Applying Second Order Optimization to Deep Transformers with Parameter-Efficient Tuning

Despite the theoretical superiority in convergence issues, second-order optimizers are generally not among the top choices for training large-scale neural networks due to their high computational and memory cost. Nevertheless, introduced in recent progress of parameter-efficient tuning is a new paradigm that large-scale pre-trained models (PTMs) can be adapted to specific tasks by optimizing a tiny proportion of parameters, which might hopefully change the game. We associate this new paradigm with the computational tractability of second-order optimizers and succeed in applying them to large PTMs that are from hundreds of millions to billions in scale. Beyond verifying their tractability, we further investigate the stability-influencing factors in the optimization process and propose accordingly a Newton-step-clipping approach in which we clip the update tensors rather than the gradients. This approach stabilizes the convergence by gating the magnitude of Newton steps along the optimization trajectories through the rugged landscapes of deep transformers.
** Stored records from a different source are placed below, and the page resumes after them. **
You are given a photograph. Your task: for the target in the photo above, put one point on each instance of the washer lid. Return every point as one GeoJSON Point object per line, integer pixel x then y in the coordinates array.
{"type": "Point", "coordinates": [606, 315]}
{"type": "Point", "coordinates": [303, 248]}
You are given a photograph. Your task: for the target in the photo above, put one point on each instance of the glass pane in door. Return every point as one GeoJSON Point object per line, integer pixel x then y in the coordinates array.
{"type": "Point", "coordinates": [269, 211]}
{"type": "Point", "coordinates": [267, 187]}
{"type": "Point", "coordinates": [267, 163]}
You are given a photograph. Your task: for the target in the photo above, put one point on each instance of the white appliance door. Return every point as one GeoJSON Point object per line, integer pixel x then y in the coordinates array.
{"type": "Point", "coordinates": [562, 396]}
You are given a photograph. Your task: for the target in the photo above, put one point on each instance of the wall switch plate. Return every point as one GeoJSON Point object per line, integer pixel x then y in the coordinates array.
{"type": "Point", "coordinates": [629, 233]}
We conduct extensive experiments across different downstream tasks, demonstrating that, when equipped with our Newton-step-clipping strategy, second-order optimizers, especially Kronecker-factored curvature approximation (K-FAC), can attain comparable and even superior results and faster convergence to those state-of-the-art bars implemented with AdamW. Furthermore, we scale the model up to 3 billion parameters and validate the tractability and effectiveness of our method. This work is not only the first successful application of second-order optimization on such large-scale models but also sheds light on the possibility of further optimization-wise analysis on large-scale models in the future.